18. Le choc carcéral a été augmenté ensuite par l'impossibilité pour madame [L] de participe aux événements familiaux, en particulier lors de la naissance d'un petit-fils durant son incarcération.
19. Ce choc a été d'autant plus important compte tenu non seulement de l'angoisse éprouvée, renforcée par la détention elle-même, au regard de la lourde peine à laquelle elle se savait exposée en raison de la gravité des faits qui lui étaient reprochés, mais aussi d'une détention provisoire sous un chef de poursuite particulièrement réprouvée par ses codétenues.
20. Par ailleurs, madame [L] justifie par la production de trois articles de presse que sa condamnation par la cour d'assises, laquelle a entraîné sa seconde incarcération, associée à la qualification de violences commises par une assistante maternelle ayant entraîné la mort d'un nourrisson de six mois (pièce 10), a été l'objet d'une médiatisation qui a généré un préjudice spécifique d'atteinte à son image et à son honneur, en lien direct avec la détention, dont il doit être tenu compte pour l'évaluation de son préjudice moral.

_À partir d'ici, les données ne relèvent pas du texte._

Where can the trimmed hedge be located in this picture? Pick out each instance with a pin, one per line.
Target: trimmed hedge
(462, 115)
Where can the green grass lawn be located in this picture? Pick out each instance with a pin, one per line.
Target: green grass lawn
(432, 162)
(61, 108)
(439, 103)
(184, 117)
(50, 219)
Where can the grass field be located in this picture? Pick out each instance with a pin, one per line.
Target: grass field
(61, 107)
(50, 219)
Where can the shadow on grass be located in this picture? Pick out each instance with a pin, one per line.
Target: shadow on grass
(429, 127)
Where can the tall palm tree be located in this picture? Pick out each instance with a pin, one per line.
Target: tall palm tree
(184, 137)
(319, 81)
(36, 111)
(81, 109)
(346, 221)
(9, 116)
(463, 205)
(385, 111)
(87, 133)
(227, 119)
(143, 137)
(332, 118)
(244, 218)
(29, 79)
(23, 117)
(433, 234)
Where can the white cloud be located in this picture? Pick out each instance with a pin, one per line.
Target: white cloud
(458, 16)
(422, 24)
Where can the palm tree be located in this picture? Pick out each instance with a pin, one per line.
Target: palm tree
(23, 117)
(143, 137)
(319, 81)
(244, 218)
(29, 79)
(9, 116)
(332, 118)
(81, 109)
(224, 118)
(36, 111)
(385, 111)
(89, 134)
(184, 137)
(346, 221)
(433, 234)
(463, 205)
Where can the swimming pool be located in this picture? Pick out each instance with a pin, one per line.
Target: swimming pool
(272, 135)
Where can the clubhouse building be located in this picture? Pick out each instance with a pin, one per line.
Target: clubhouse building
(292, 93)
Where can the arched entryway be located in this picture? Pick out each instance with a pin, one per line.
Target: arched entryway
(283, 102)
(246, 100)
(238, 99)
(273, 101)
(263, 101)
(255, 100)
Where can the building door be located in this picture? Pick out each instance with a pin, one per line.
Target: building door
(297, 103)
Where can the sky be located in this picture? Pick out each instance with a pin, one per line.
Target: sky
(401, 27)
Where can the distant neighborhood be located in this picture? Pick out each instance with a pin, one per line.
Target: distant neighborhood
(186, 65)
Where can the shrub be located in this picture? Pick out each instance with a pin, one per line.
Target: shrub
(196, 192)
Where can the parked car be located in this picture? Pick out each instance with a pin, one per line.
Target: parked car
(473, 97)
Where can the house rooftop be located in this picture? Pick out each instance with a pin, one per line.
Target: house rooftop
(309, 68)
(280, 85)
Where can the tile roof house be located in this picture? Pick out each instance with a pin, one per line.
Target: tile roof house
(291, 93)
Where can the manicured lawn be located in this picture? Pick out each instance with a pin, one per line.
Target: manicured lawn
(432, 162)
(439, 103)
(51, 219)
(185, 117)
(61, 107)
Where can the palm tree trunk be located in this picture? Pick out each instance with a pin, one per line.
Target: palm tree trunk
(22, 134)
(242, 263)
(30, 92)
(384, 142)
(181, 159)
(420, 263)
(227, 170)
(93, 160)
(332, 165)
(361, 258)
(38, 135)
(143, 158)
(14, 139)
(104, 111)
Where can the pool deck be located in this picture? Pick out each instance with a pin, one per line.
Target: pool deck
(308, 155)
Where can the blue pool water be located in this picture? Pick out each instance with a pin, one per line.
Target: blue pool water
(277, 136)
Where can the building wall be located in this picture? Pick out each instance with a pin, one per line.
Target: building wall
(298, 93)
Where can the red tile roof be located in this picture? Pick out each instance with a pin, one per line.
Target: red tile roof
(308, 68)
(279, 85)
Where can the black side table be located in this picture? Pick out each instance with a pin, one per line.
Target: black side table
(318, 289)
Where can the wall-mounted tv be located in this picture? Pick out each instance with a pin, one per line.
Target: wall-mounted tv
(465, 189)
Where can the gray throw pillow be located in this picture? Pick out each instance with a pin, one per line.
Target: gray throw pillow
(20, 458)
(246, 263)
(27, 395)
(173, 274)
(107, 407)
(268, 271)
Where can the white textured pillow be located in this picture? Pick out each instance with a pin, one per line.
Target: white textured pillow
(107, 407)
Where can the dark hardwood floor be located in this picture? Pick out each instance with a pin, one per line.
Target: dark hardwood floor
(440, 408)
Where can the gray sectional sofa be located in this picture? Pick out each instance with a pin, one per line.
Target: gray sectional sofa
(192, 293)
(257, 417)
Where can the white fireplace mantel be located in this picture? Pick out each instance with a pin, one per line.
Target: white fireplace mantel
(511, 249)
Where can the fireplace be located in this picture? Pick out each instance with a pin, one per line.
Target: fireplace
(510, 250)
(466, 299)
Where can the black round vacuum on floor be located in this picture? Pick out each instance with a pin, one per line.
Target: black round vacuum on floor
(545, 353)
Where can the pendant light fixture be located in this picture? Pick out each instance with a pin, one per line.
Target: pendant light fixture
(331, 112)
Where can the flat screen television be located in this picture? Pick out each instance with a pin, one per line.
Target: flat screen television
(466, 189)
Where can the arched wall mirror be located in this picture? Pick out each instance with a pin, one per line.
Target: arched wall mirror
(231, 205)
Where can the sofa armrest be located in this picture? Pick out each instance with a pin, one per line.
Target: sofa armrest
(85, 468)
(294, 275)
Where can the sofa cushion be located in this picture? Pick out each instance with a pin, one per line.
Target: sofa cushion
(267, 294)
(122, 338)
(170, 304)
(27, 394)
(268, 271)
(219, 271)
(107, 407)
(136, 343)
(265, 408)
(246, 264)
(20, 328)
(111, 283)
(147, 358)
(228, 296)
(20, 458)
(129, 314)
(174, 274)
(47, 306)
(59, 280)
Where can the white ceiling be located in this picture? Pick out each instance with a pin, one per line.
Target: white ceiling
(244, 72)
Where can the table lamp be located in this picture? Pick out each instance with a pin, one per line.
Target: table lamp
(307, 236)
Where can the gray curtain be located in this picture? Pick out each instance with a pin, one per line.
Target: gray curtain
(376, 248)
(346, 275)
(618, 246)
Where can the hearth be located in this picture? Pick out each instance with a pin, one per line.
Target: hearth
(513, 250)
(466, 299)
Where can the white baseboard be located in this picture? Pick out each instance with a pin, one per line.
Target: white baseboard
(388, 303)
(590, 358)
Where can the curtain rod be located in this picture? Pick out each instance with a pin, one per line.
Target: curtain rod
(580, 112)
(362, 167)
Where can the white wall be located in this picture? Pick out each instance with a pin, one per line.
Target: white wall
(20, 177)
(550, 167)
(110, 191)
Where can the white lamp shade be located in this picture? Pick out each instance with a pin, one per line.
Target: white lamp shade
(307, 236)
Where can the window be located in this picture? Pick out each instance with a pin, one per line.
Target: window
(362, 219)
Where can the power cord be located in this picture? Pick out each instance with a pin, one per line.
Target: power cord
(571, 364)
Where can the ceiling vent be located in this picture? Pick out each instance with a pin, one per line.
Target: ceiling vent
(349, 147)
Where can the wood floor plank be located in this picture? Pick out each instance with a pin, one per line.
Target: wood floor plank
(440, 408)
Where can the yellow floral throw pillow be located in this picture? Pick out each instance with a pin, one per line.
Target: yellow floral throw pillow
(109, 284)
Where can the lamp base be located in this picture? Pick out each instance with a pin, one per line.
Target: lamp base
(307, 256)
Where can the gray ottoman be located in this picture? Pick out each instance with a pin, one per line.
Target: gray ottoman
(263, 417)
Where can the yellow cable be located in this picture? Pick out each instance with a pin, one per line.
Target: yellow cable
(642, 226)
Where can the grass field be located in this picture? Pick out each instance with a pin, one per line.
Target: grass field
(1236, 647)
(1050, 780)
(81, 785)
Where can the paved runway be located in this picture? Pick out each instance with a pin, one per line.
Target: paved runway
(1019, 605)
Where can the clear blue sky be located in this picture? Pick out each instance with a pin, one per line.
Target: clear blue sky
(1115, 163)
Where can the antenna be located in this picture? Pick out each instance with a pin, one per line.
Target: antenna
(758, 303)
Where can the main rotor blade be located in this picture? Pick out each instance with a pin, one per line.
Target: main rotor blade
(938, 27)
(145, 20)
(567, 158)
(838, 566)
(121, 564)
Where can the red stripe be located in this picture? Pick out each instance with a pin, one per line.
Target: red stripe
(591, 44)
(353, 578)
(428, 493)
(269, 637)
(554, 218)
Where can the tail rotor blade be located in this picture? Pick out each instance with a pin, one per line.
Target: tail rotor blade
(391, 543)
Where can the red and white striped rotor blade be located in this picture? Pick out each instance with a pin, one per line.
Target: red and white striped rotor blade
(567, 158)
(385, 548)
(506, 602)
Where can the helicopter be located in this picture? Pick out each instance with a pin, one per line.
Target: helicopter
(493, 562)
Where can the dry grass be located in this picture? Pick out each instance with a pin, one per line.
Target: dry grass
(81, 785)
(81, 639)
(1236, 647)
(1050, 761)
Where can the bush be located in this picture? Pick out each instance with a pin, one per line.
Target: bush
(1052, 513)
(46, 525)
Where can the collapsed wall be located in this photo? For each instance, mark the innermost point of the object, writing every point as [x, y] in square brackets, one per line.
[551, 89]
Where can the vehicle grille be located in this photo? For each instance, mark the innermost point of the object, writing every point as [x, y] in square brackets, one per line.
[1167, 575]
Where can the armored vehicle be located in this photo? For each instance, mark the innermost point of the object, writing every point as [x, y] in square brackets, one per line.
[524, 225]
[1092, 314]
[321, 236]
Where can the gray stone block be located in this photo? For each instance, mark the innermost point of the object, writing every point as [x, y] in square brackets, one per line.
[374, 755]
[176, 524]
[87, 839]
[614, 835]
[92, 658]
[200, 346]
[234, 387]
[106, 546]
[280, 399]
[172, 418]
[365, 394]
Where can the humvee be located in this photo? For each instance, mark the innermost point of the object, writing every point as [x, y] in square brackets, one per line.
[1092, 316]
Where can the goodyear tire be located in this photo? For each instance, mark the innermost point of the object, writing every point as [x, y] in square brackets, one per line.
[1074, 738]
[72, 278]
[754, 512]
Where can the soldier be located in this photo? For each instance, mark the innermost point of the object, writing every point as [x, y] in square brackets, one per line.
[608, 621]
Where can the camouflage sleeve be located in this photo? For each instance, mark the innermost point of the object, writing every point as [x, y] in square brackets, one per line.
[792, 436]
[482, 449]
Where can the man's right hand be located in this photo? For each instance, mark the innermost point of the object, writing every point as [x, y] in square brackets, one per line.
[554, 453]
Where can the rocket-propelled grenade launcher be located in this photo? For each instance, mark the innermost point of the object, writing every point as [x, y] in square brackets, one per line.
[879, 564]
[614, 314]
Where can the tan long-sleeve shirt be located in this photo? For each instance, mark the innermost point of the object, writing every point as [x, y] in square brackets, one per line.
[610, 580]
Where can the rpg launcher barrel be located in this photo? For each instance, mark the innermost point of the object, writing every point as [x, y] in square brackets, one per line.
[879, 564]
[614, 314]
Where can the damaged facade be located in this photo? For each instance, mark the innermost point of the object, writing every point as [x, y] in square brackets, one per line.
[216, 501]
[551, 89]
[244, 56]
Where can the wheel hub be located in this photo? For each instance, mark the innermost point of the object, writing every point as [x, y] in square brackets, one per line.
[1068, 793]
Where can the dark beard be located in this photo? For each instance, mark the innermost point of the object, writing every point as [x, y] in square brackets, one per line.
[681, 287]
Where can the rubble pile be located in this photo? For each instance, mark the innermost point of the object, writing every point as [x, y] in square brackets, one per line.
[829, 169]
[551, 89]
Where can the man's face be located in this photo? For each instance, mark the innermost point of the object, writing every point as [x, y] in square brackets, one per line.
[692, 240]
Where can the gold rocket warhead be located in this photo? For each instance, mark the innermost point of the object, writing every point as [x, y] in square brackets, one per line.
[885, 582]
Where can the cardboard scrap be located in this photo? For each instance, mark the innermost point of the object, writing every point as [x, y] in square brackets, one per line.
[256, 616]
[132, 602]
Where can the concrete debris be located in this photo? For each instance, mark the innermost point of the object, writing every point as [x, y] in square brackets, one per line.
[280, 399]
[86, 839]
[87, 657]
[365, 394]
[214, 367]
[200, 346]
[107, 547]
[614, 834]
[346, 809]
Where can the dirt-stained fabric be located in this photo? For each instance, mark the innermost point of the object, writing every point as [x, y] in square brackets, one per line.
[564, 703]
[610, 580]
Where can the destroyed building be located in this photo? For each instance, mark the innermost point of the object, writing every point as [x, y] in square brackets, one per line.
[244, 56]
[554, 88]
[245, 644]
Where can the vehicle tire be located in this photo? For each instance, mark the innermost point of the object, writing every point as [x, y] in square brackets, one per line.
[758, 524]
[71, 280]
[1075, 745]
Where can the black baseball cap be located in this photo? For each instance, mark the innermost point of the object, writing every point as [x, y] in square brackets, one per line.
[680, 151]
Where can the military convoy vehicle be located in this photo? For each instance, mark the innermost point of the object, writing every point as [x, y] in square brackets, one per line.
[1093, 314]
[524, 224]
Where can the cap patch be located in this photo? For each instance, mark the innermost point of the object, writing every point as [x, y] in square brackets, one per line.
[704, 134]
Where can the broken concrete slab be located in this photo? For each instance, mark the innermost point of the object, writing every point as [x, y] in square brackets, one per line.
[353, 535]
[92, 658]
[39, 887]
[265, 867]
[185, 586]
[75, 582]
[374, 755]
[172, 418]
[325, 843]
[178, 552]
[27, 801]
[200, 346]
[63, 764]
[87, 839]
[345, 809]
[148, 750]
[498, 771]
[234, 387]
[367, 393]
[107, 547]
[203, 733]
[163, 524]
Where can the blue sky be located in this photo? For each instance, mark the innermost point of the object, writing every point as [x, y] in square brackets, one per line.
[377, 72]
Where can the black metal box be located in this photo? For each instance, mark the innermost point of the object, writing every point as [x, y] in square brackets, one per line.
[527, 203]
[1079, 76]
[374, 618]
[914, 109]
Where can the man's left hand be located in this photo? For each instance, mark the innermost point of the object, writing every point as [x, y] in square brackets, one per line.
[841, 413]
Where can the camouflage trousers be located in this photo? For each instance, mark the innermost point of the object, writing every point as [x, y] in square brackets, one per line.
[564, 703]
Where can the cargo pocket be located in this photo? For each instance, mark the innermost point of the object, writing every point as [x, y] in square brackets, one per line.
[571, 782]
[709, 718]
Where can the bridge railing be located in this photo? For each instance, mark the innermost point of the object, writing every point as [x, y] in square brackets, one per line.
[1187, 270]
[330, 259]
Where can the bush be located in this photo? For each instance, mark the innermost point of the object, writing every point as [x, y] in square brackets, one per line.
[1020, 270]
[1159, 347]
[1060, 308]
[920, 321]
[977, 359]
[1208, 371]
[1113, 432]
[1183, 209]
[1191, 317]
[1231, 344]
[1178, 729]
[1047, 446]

21. En revanche, la requérante ne justifie pas qu'elle aurait subi des conditions de détention, eussent-elles entraîné des fouilles corporelles, résultant de l'existence d'une violation grave des droits fondamentaux des détenus dont elle aurait personnellement souffert ou des conséquences physiques, notamment dentaires (pièce n° 28), directement liées à la détention et pouvant être retenues comme facteurs d'aggravation du préjudice subi.
22. Au vu de l'ensemble des éléments exposés ci-dessus, l'indemnité propre à réparer le préjudice subi par madame [L] du fait de sa détention provisoire est fixée à 28 000 euros.
Sur la demande de réparation du préjudice matériel
23. Madame [L] ne produit aucune pièce qui permettrait d'évaluer l'indemnisation de la perte d'une chance de percevoir des salaires et de cotiser pour sa retraite.
24. Mariée sous le régime de la communauté légale, madame [L] justifie des frais de transport exposés par son mari pour lui rendre visite en prison à hauteur de 1 871,95 euros, frais directement liés à la détention provisoire.
25. S'agissant de ses enfants qui lui ont aussi rendu visite, seuls les frais de transport engagés par ceux qui seraient économiquement dépendant d'elle et qui viendraient ainsi diminuer son patrimoine pourraient être indemnisés. Or, aucune des pièces produites n'établit que l'un d'entre eux soit dans cette situation. Ces frais de transport ne pourront donc être indemnisés.
26. Quant aux frais d'avocat, seules les prestations qui sont en lien direct et exclusif avec le contentieux de la liberté peuvent être prises en compte. En outre, les prestations qui concernent à la fois le fond de l'affaire et le contentieux de la détention ne peuvent être indemnisées si la ventilation de la part de l'honoraire afférente à ce contentieux, laquelle n'entre pas dans l'office du juge de l'indemnisation de la détention, n'apparaît pas.
27. Des factures produites (pièces n° 22 et 23), les frais d'avocat pouvant être compris dans l'indemnisation s'évaluent à la somme non contestée de 11 973,67 euros.
Sur l'application de l'article 700 du code de procédure civile
14. Il est équitable d'allouer à monsieur madame [L] la somme 1 500 euros pour les frais qu'il a dû exposer en raison de la présente procédure.
PAR CES MOTIFS
Statuant publiquement et contradictoirement,
Déclarons la requête de madame [L] recevable,
Allouons à madame [L] :
- 28 000 euros en réparation de son préjudice moral,
- 13 845,62 euros en réparation de son préjudice matériel,
- et 1 500 euros sur le fondement de l'article 700 du code de procédure civile,
Rejetons sa demande pour le surplus,
Laissons les dépens à la charge du Trésor public.